Что ж, держится она вполне естественно, отметила про себя Валентина. В меру печали, в меру здравого смысла, в меру – об этих своих мистических делах. Никакой паники, боязни, внутренней дрожи… Впрочем, она знала таких – выбрав какой-то образ, надев определенную маску, они находили в себе силы и способности не отступать, пока не будет достигнута цель, ради которой и совершалось превращение… Из таких ли Крапова? Как знать…
Валентина сделала Комову знак, что тоже хочет кое о чем спросить эту женщину. Он кивнул.
- Тамара Степановна, а вас не мучила совесть, что, принимая от Ольги Петровны такой подарок, вы обделяете ее сестру и племянницу, у которой, кстати, тоже не было квартиры и она снимала комнату?
- Не было, говорите… Но теперь-то, значит, есть! – сразу же нашлась Крапова. – А нам бы никто не дал…Да ведь мы не просили, не выклянчивали! Человек решил сделать нам добро - я что, должна была хватать ее за руку и кричать – не надо быть к нам такой чуткой! Завещайте квартиру своей… кому вы сказали - племяннице? Так, что ли? Я ни разу ее и не видела.

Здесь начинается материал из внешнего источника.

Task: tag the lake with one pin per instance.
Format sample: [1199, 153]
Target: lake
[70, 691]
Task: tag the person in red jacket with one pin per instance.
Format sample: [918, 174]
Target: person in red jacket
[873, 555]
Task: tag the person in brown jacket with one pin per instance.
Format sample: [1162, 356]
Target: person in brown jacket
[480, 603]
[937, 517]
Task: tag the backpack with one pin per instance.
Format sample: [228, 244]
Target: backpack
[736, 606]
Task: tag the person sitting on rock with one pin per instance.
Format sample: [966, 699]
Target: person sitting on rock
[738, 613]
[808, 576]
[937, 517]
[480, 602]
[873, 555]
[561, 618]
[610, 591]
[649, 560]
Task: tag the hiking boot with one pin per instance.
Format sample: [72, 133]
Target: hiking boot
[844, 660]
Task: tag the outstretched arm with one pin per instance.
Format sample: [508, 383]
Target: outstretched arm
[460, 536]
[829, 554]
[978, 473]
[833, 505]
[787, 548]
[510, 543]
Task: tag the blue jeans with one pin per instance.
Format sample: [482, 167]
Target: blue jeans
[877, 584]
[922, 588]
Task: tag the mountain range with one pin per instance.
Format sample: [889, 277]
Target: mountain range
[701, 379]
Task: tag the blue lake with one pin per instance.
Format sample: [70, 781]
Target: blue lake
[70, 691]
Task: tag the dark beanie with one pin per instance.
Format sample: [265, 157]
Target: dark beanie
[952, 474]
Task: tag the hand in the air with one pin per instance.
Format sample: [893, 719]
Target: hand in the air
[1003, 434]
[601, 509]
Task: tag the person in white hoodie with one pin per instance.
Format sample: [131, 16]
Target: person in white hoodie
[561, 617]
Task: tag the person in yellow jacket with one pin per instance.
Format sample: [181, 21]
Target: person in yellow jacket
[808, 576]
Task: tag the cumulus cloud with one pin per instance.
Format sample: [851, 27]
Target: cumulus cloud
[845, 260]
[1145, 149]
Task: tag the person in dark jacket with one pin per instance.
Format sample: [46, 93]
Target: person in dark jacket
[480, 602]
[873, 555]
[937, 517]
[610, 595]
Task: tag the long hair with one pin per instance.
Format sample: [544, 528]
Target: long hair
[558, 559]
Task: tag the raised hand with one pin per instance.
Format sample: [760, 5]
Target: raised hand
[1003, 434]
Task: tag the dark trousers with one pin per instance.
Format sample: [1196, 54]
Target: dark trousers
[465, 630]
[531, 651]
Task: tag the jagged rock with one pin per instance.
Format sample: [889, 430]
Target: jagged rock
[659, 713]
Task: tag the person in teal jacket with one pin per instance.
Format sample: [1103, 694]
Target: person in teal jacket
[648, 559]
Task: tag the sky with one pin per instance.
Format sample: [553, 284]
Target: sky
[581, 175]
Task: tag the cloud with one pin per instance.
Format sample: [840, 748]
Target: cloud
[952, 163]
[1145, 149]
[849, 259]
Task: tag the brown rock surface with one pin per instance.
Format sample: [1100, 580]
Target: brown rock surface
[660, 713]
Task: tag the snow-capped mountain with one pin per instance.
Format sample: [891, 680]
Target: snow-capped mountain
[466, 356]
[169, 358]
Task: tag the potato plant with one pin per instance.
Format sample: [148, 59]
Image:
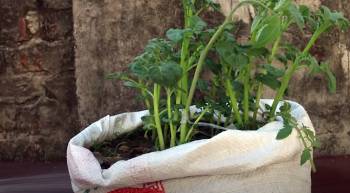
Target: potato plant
[168, 72]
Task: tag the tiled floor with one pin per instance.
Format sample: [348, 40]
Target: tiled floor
[333, 176]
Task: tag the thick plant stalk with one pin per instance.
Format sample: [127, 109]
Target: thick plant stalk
[234, 104]
[171, 125]
[156, 96]
[181, 95]
[204, 53]
[291, 69]
[246, 94]
[257, 101]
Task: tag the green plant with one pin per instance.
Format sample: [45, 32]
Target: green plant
[168, 72]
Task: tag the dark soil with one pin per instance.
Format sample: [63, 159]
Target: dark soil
[134, 144]
[122, 148]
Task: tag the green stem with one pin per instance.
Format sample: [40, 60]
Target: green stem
[274, 50]
[246, 94]
[291, 69]
[181, 95]
[204, 53]
[257, 101]
[312, 163]
[147, 103]
[234, 104]
[194, 124]
[156, 96]
[171, 125]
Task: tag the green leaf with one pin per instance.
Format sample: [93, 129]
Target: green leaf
[269, 32]
[166, 74]
[316, 143]
[282, 5]
[148, 122]
[275, 72]
[269, 80]
[175, 35]
[305, 156]
[296, 16]
[284, 132]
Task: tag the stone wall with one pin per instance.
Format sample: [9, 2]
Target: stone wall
[38, 111]
[330, 112]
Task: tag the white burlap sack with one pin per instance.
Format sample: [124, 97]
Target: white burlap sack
[232, 162]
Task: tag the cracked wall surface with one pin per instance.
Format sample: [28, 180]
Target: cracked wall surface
[38, 111]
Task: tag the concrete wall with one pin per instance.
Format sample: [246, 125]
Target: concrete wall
[38, 106]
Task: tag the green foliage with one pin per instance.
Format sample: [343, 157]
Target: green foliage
[168, 72]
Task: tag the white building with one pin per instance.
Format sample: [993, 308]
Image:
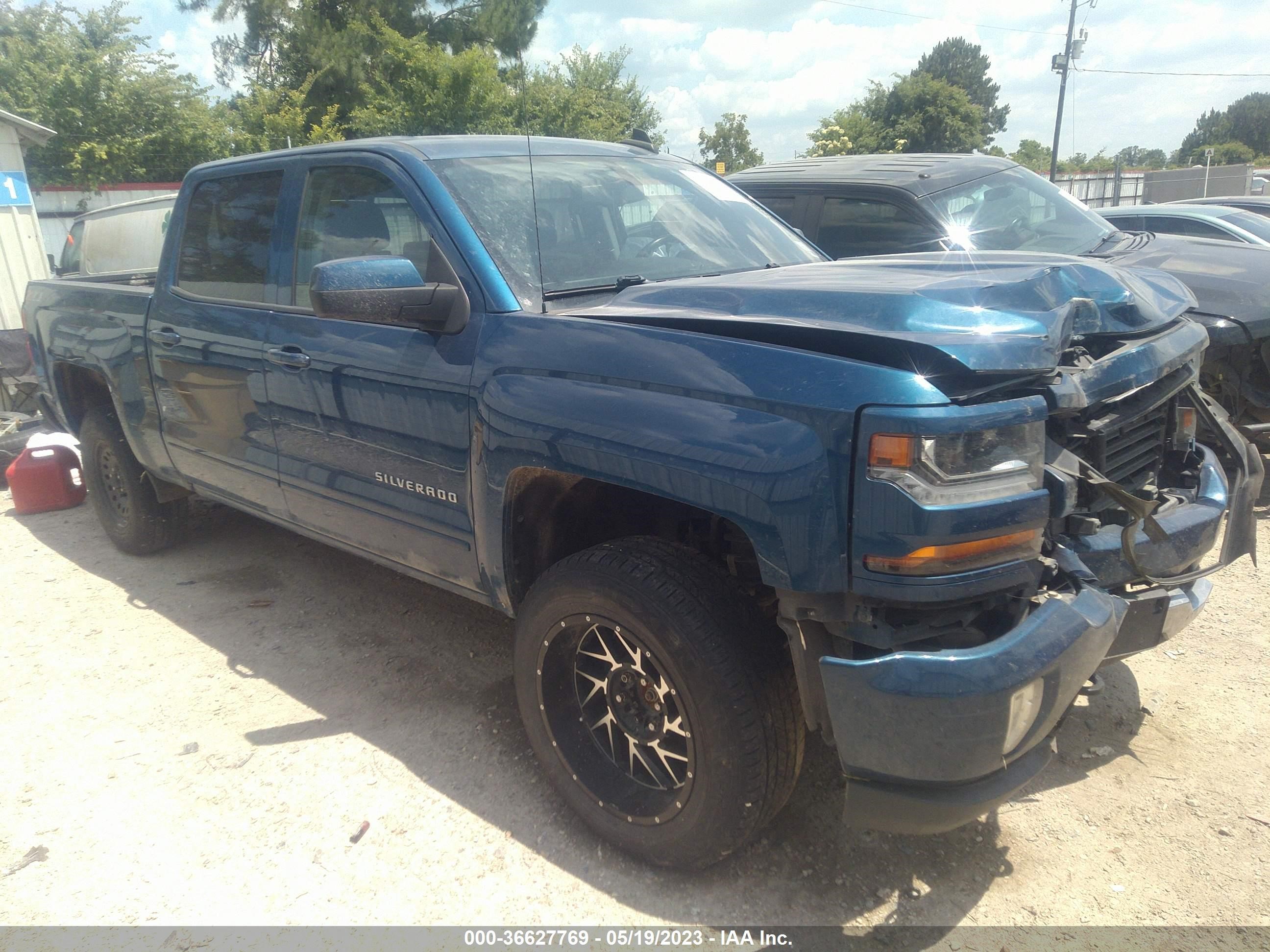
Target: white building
[22, 248]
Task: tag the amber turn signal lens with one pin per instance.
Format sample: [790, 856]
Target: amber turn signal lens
[892, 451]
[959, 556]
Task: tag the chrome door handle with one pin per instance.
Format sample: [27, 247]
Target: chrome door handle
[295, 359]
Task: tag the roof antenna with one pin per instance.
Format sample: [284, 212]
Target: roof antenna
[639, 139]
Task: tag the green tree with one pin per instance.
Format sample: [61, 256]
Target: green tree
[1033, 155]
[932, 116]
[333, 44]
[856, 130]
[1211, 127]
[122, 113]
[419, 89]
[917, 113]
[730, 144]
[1250, 121]
[587, 95]
[1223, 154]
[1140, 158]
[963, 64]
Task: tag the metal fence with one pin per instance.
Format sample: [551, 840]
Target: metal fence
[1099, 190]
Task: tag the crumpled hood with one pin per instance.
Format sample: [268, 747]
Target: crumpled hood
[1228, 280]
[1005, 312]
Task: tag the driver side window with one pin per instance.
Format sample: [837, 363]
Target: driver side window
[352, 213]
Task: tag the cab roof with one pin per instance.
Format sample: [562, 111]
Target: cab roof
[917, 173]
[463, 147]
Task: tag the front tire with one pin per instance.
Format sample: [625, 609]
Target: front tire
[121, 493]
[659, 702]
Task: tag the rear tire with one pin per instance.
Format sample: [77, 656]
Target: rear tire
[659, 702]
[122, 494]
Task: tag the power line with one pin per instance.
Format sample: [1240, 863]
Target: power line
[1159, 73]
[920, 17]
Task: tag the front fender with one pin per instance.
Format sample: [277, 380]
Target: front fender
[755, 433]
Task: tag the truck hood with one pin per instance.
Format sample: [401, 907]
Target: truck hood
[987, 312]
[1228, 280]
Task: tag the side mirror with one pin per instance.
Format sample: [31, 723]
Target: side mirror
[384, 290]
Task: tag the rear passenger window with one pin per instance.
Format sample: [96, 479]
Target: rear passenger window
[860, 226]
[353, 213]
[73, 250]
[225, 244]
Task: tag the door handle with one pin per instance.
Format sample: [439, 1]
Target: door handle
[294, 358]
[167, 337]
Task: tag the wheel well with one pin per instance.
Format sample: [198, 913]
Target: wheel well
[554, 515]
[79, 391]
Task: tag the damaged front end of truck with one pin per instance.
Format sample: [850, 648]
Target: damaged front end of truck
[1006, 546]
[1057, 513]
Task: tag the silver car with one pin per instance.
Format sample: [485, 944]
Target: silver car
[1211, 221]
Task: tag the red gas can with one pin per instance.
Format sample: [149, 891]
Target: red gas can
[46, 477]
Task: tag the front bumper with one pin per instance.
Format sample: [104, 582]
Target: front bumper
[921, 736]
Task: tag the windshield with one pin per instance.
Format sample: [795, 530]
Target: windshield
[1016, 210]
[1256, 224]
[589, 221]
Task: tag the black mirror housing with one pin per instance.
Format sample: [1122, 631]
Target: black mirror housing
[387, 290]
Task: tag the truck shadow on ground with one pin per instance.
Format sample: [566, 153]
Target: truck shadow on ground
[426, 677]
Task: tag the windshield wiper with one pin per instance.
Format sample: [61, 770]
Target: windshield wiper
[627, 281]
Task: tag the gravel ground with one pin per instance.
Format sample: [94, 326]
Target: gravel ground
[323, 691]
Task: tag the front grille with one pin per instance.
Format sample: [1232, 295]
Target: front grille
[1128, 452]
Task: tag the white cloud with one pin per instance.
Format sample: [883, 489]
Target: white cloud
[788, 65]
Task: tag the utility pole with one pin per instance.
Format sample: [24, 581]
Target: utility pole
[1062, 91]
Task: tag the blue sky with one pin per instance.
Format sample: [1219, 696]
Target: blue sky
[789, 64]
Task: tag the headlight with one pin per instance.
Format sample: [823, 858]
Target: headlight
[962, 468]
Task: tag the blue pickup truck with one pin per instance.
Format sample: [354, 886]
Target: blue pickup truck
[731, 490]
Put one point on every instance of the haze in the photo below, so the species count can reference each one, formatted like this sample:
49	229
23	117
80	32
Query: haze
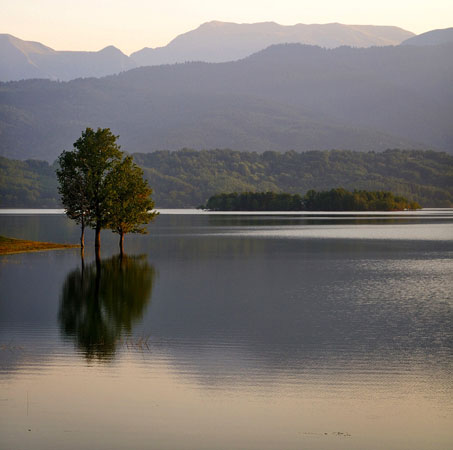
132	25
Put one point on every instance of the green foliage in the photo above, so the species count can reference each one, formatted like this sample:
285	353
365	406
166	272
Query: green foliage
334	200
129	203
102	188
73	186
342	200
255	201
96	155
187	178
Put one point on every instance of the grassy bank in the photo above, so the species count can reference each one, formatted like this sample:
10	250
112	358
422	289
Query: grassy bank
10	245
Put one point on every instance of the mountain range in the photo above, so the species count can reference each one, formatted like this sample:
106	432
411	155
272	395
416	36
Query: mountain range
211	42
285	97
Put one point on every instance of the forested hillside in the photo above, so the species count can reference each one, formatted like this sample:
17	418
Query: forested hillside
287	97
187	178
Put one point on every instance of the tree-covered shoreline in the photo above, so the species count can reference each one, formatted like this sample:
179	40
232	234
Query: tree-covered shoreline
337	199
187	178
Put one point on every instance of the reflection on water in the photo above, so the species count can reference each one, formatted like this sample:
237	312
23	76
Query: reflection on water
265	333
100	302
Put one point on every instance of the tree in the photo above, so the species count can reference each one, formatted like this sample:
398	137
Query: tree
73	190
97	155
85	184
129	205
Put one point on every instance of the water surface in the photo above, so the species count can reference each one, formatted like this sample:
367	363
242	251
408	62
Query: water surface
231	331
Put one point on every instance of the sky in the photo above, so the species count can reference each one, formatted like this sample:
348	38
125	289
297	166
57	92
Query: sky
133	24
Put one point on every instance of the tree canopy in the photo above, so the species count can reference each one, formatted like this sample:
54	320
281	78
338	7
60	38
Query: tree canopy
101	187
129	204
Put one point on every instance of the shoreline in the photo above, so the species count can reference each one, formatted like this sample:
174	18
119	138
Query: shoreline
10	246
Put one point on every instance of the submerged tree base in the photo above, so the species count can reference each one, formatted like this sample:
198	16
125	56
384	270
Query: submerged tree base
11	245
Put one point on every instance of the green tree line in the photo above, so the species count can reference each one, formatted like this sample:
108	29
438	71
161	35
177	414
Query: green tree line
187	178
338	199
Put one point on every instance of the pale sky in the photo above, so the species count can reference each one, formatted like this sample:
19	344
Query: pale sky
133	24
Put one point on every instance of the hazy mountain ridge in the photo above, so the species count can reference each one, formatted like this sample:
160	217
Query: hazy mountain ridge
285	97
224	41
210	42
26	59
433	37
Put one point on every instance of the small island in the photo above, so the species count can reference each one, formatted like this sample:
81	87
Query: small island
338	199
10	245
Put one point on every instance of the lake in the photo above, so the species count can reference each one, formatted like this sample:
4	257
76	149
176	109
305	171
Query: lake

- Теперь уж и не увидите, - горько усмехнулась Валентина, решив все же пока не говорить о смерти Капустиной.
- Это почему же? Я способна наладить отношения практически с любым человеком – стала заверять Крапова. – А если вы… Или они, родственники Ольги Петровны, считают, что в ее смерти есть какая-то моя вина, то… Это несправедливо! Это нехорошо, нечестно… Кстати, я не раз говорила Ольге Петровне – не надо принимать это новое средство от давления! Оно очень сильное и непредсказуемое, а сколько побочных явлений! Вы только почитайте! И сердечное она пила без конца, а тоже ведь предел должен быть…
- И все-таки – Ольга Петровна как-то очень вовремя для вас покинула этот мир, - рискнула заметить Валентина.
- Ах, боже ты мой! Знали бы вы, как я скорблю… У меня не стало близкого человека… Да и у доченьки моей – тоже… Я боюсь вас оскорбить, и все-таки… И все-таки мне хочется сказать, что вам мои чувства, все мои переживания понять трудно – вы на своей работе очерствели… Не обижайтесь на меня, пожалуйста… Я ее любила. А насчет того, о чем вы, Валентина Васильевна, сейчас изволили сказать с обвиняющим меня подтекстом… Так вот, чтобы расставить все по местам… А вы знаете, что нам незачем было ждать ее смерти? Извините, что я так прямо… И вот почему! Там, где мы сейчас живем, адрес у вас есть, нам было хорошо! И платить за квартиру хозяевам не приходилось!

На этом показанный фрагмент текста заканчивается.